Por: Nelson Castillo
Me place el castigo que se le propina al malo. Pero también la compensación al bueno. Lo descubrí después de ver tantas películas de suspenso. Me regocijo cada vez que el detective, tras rigurosa y apasionada investigación, llega hasta el asesino y lo captura para que pague por sus crímenes.
“Dulce venganza ” es quizás la más cruel de las películas en el género de la venganza que haya visto, pero los malos se merecen la crueldad implacable con que la muchacha degradada responde a la tortura infernal a la que fue sometida. La venganza se ve como una compensación de la víctima, la otra parte de la simetría que restablece la balanza del espíritu. El castigo es necesario. En “Fuego contra fuego”, la muerte del bandido, protagonizado por Robert de Niro, me dejó un mal sabor al final de la película, pero luego me restablecí con la idea balsámica de que él también, al igual que sus compinches, fue de alguna manera culpable de la injusta muerte de unos pobres guardianes inocentes.

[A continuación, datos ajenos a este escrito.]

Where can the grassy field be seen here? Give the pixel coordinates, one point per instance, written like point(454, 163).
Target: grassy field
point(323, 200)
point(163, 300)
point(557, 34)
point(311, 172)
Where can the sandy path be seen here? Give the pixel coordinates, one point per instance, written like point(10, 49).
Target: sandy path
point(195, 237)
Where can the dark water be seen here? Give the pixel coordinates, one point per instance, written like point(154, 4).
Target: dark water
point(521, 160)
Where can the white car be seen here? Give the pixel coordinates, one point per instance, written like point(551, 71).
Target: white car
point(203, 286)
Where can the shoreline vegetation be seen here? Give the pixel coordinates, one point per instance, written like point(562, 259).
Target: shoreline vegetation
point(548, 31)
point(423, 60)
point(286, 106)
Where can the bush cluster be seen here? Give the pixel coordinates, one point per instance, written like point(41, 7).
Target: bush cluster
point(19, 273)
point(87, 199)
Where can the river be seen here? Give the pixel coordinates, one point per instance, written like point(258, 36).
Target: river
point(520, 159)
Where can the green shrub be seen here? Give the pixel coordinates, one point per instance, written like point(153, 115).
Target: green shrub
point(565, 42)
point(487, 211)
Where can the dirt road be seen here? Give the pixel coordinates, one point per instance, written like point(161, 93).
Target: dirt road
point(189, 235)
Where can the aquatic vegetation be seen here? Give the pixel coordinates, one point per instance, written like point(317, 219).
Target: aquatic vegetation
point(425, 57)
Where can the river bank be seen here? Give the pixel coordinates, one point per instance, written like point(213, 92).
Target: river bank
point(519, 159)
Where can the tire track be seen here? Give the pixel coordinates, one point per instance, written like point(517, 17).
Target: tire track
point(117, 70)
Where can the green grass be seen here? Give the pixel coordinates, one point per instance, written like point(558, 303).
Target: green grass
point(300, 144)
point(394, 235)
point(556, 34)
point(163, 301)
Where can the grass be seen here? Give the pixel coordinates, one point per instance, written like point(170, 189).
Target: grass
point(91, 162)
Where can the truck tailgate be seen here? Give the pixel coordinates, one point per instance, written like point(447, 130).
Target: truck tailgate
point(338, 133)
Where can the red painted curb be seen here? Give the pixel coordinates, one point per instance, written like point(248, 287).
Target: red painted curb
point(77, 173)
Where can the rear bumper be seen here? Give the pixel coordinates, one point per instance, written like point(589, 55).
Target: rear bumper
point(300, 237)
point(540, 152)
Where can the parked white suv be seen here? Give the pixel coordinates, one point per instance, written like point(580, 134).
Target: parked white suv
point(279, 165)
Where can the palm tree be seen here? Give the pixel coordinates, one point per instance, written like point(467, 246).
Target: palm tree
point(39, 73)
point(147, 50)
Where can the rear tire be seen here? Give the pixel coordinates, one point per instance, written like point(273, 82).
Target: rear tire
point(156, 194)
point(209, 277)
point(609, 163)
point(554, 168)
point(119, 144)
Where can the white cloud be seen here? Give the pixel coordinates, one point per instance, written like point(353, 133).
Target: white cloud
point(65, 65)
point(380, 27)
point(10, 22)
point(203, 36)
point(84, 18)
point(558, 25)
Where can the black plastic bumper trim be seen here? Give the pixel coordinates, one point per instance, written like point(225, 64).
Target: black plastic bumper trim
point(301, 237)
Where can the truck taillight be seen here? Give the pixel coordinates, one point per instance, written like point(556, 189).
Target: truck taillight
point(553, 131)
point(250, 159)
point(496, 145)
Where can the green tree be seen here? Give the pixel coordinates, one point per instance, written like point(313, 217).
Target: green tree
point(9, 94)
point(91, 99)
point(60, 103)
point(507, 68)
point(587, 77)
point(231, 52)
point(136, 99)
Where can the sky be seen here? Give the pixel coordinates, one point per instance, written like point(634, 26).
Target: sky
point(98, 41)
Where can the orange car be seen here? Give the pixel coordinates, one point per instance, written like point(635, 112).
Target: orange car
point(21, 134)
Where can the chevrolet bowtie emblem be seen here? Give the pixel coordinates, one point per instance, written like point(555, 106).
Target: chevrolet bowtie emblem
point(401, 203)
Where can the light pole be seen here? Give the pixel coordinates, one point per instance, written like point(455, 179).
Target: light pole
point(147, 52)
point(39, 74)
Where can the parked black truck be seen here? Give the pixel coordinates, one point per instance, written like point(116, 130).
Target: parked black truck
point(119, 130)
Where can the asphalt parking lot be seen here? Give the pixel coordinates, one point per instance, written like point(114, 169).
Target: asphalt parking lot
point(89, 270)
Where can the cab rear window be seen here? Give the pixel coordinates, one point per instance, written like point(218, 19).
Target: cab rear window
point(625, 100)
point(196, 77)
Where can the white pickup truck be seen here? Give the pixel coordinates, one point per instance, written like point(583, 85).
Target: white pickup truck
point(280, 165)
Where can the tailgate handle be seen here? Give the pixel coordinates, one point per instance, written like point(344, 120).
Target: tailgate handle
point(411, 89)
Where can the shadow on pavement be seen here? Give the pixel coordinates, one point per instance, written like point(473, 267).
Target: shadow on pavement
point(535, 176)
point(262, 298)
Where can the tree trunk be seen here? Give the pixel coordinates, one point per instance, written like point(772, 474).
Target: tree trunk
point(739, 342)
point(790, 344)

Mi solidaridad con el delincuente en este caso se fundamenta, cada vez que vuelvo a ver la película, en que es capaz de emplear todo su profesionalismo en el atraco de un banco. Una labor en la que procura no matar a nadie. De entrada, creo justo que disfrute todo ese dinero con la novia que lo espera en casa para emprender un viaje y ser feliz con ella en otro lugar de la tierra donde seguramente ya no volverá a cometer más crímenes. Tanto él como ella son dos seres solitarios que por obra del Azar se encuentran. Es más o menos justo que se entrelacen y sean felices. Pero Al Paccino, desde la otra orilla, representa la Ley, y su deber es castigar al que la viola.
En medio de todas las películas de venganza, se alza El conde de Montecristo, basada en la famosa novela de Alexandre Dumas. Su personaje principal, Edmond Dantés, un hombre honrado y de buenos principios, es enviado a prisión por sus enemigos, alimañas corroídas por la envidia y la ambición. En el infierno de su encarcelamiento, Edmond cuaja su venganza. Cuando logra escapar y después de apropiarse de un tesoro cuya ruta laberíntica se la da un monje que el Azar le puso a su lado en la prisión, se hace conde y pone en marcha su plan de venganza. Los que no nos cansamos de ver la película, somos solidarios con él y lloramos cuando por fin recobra el amor que le había sido arrebatado.
El justiciero de los griegos se alegra de la prosperidad del hombre que se la merece, del justo, pero se entristece con el bienestar del malo. El clasicismo de los griegos me disuade y me tranquiliza pues pensé que algo de perversión habitaba en mí. Seguiré viendo películas en las que el malo paga por sus fechorías y el bueno recibe su grata recompensa.